Special Needs Dad 365

Disability Changing Tables
I am not a political person by nature. My goal is to get things done. What I do appreciate is the process by which we enact laws and how individual citizens can create change in our communities especially when we come together around a cause.

As I was driving home from dropping Hailey off at school today, I heard a news piece on the radio about Florida state senator Lauren Book who had just introduced a bill to “Require the Florida Building Commission to incorporate into the Florida Building Code specified requirements and a certain exemption related to baby-changing tables, etc.”

After doing some research I found out this is how the effort started: For Book, a mother of twins, the issue is personal. She shared an anecdote with the committee, explaining that it led her to file the bill. “I was out to dinner with our six-month-old twins,” Book recalled before the committee. “They needed a change.” But when Book entered the restroom with a diaper bag — “ready to do battle” — she discovered the facility was missing a baby changing table. Book said she has since noticed the lack of a little one’s latrine is commonplace. “Unless we’re visiting a large establishment — like a mall or a stadium or a movie theatre — it’s very hard to find changing tables,” Book said. (Danny McAuliffe - “Florida Politics”)

What’s even harder to find is changing tables and rooms for kids and people who are disabled. It makes life difficult to go out in public as a family. We have had to change Livy on the floor in bathrooms and it is both physically challenging, dangerous for Livy, and gross. There was one instance where I went into a handicap stall in a public restroom and the toilet was clogged.
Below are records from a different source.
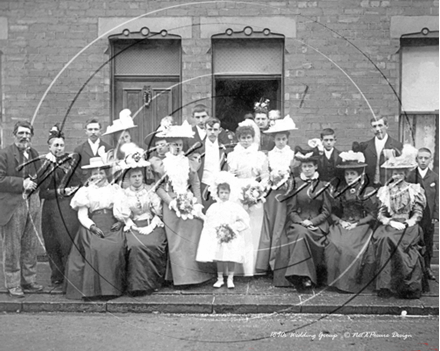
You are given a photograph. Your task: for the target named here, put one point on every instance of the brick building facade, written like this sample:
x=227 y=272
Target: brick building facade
x=329 y=63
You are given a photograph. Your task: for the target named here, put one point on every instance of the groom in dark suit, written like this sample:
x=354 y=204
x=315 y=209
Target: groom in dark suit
x=90 y=148
x=199 y=117
x=19 y=210
x=376 y=151
x=429 y=181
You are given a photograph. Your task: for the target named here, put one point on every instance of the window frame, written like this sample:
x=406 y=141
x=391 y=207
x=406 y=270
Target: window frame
x=264 y=35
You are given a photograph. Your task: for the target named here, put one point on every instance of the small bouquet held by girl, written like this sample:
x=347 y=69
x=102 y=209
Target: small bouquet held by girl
x=222 y=239
x=253 y=194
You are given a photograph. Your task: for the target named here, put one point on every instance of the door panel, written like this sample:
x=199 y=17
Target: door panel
x=165 y=100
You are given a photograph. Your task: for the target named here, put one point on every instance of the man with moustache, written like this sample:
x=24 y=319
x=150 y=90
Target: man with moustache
x=199 y=117
x=19 y=209
x=90 y=148
x=377 y=150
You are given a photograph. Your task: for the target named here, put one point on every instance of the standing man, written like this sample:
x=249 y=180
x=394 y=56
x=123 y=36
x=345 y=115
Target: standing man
x=328 y=157
x=19 y=209
x=199 y=117
x=90 y=148
x=262 y=120
x=429 y=181
x=213 y=160
x=377 y=151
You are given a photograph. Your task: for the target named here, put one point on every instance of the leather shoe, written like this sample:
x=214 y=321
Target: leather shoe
x=33 y=287
x=16 y=292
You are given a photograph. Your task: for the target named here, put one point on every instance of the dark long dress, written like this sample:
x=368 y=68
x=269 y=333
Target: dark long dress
x=349 y=257
x=96 y=266
x=400 y=265
x=146 y=254
x=59 y=221
x=183 y=236
x=302 y=249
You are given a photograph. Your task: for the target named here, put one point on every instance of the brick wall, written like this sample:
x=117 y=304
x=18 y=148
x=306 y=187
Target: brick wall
x=44 y=35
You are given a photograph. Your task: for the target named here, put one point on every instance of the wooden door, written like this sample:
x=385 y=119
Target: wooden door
x=149 y=99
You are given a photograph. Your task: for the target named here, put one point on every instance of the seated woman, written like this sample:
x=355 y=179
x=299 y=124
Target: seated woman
x=350 y=256
x=96 y=264
x=300 y=260
x=397 y=241
x=59 y=221
x=140 y=209
x=251 y=168
x=182 y=211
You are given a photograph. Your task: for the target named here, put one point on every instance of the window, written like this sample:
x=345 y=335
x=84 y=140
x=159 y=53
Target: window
x=420 y=92
x=146 y=76
x=246 y=70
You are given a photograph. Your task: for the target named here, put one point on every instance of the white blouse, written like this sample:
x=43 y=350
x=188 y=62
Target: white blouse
x=137 y=205
x=248 y=163
x=93 y=198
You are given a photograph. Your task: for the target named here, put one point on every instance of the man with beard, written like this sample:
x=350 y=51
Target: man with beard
x=19 y=208
x=90 y=148
x=377 y=150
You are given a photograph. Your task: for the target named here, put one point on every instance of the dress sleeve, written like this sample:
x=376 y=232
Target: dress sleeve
x=83 y=217
x=195 y=186
x=81 y=199
x=419 y=202
x=121 y=208
x=326 y=210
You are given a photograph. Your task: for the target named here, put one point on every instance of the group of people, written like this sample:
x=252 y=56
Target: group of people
x=202 y=203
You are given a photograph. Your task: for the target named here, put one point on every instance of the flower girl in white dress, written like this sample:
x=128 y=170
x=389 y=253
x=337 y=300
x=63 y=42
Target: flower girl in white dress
x=222 y=239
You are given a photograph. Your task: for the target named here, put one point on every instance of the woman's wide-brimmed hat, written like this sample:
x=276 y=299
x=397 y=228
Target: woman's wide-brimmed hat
x=135 y=158
x=125 y=122
x=352 y=160
x=302 y=155
x=407 y=160
x=282 y=125
x=184 y=131
x=104 y=160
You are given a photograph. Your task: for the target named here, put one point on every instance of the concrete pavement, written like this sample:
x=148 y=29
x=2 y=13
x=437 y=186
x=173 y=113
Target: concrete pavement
x=252 y=295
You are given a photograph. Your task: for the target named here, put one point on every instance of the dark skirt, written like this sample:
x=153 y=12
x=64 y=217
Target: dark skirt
x=301 y=256
x=399 y=261
x=146 y=259
x=183 y=240
x=275 y=215
x=350 y=258
x=60 y=225
x=96 y=266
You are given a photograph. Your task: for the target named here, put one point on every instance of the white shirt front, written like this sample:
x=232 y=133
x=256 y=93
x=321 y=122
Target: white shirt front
x=95 y=146
x=380 y=145
x=328 y=154
x=423 y=173
x=202 y=133
x=212 y=161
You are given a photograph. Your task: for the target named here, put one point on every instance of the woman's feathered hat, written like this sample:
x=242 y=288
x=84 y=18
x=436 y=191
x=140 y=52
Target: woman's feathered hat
x=104 y=160
x=125 y=122
x=352 y=160
x=282 y=125
x=55 y=133
x=262 y=106
x=184 y=131
x=407 y=160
I was literally nauseous at the thought of having to lay Livy on the floor next to that appalling mess so I chose to let her remain in her wet diaper, leave Allison and Hailey at the fundraiser we were attending, and take Livy home to get her cleaned up.

Other parts of the world are far ahead of the United States in this area. Living in the world of disabilities is hard enough. Ever wonder why you don’t see more disabled kids and adults in wheelchairs at restaurants or in stores? This is one reason. When families try to go out for a night together, it is a chore to satisfy even one of the most basic needs with a semblance of dignity.

Senator Book is the mother of twins so our families already have something in common. She also started Lauren's Kids in Florida which is an organization that educates adults and children about sexual abuse prevention through in-school curricula, awareness campaigns and speaking engagements around the country and the world. She wants to change the world and believes, as my family does, that we all have the power to do so. If you happen to read this, Senator, I would love to have a conversation.